Tuesday, June 19, 2007

Marriage


[Kristina's hand.] Somewhere in my childhood I was taught to look forward to a temple marriage, a celestial marriage, a “marriage for time and all eternity.” I was taught to keep myself morally clean and faithful to my future wife throughout all the intervening years before I should ever meet her. Like all young people I suffered the struggles of loneliness and premature desire. I prayed to Heavenly Father and told Him that I wanted a good wife someday.

Pam and I got married December 17, 1983 and I have been saying ever since that that was the best day of my life. Our wedding and two receptions were relatively modest and I don’t remember much about the guests that attended but never before and never since have people gathered in my honor, bearing gifts, to wish me well. The very best gift of all was my beautiful bride that I unwrapped on our honeymoon night. We both stood naked, side by side, looking at ourselves in the full-length mirror. Adam and Eve.

For our honeymoon we drove from Provo to my parents’ house in Carlsbad. We planned a daytrip to see the Queen Mary in Long Beach but when we got there we thought the ticket prices were too expensive and so we gazed a few minutes at the ship from the dock and then left. Looking back I realize how poor we were then but we never felt poor because we always had hope and a plan to better ourselves and our financial situation.

Now, some 20 plus years later, my older kids are entering the age of relationships which causes me to reflect on the hazards of young people—so uninformed, so naïve, so unrealistic, so foolish, so impulsive—looking for love and companionship. I see a large segment of society has lost hope in traditional marriage yet I think most people still root for a love story with a happy ending. Worse, I see the moral attitudes of young people to be self-destructive and not leading to lasting happiness. Letting sexual impulses rule one’s life seems to be no different than letting hard drugs rule one’s life. While on TV we sometimes see advertisements that send a warning message, “Just Say NO to Drugs,” society has not yet reached the point where it can articulate the downside of misguided sexuality.

Some months ago I was reading a philosophy book by Will Durant, an atheist. Towards the end of the book Durant wrote about youth and love. Much to my surprise his words resonated with me in a way that “churchy” voices rarely do any more.
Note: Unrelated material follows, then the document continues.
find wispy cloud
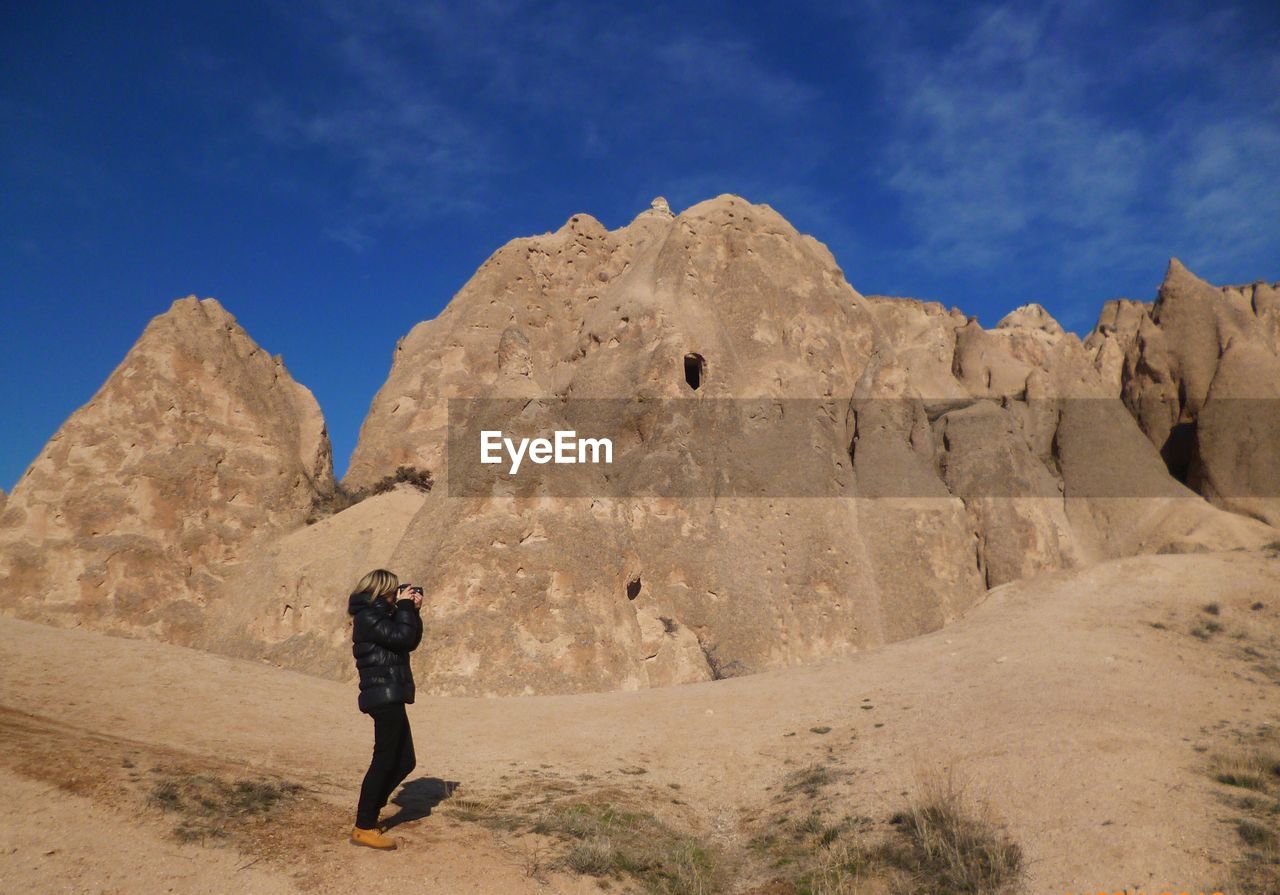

I felt moved as I read his words and I felt an inner confirmation that the path that I had chosen was correct and still the best path to teach to my children.
“Youth, if it were wise, would cherish love beyond all things else, keeping body and soul clean for its coming, lengthening its days with months of betrothal, sanctioning it with a marriage of solemn ritual, making all things subordinate to it resolutely. Wisdom, if it were young, would cherish love, nursing it with devotion, deepening it with sacrifice, vitalizing it with parentage, making all things subordinate to it till the end. Even though it consumes us in its service and overwhelms us with tragedy, even though it breaks us down with its passing and weighs us down with separations, let it be first.”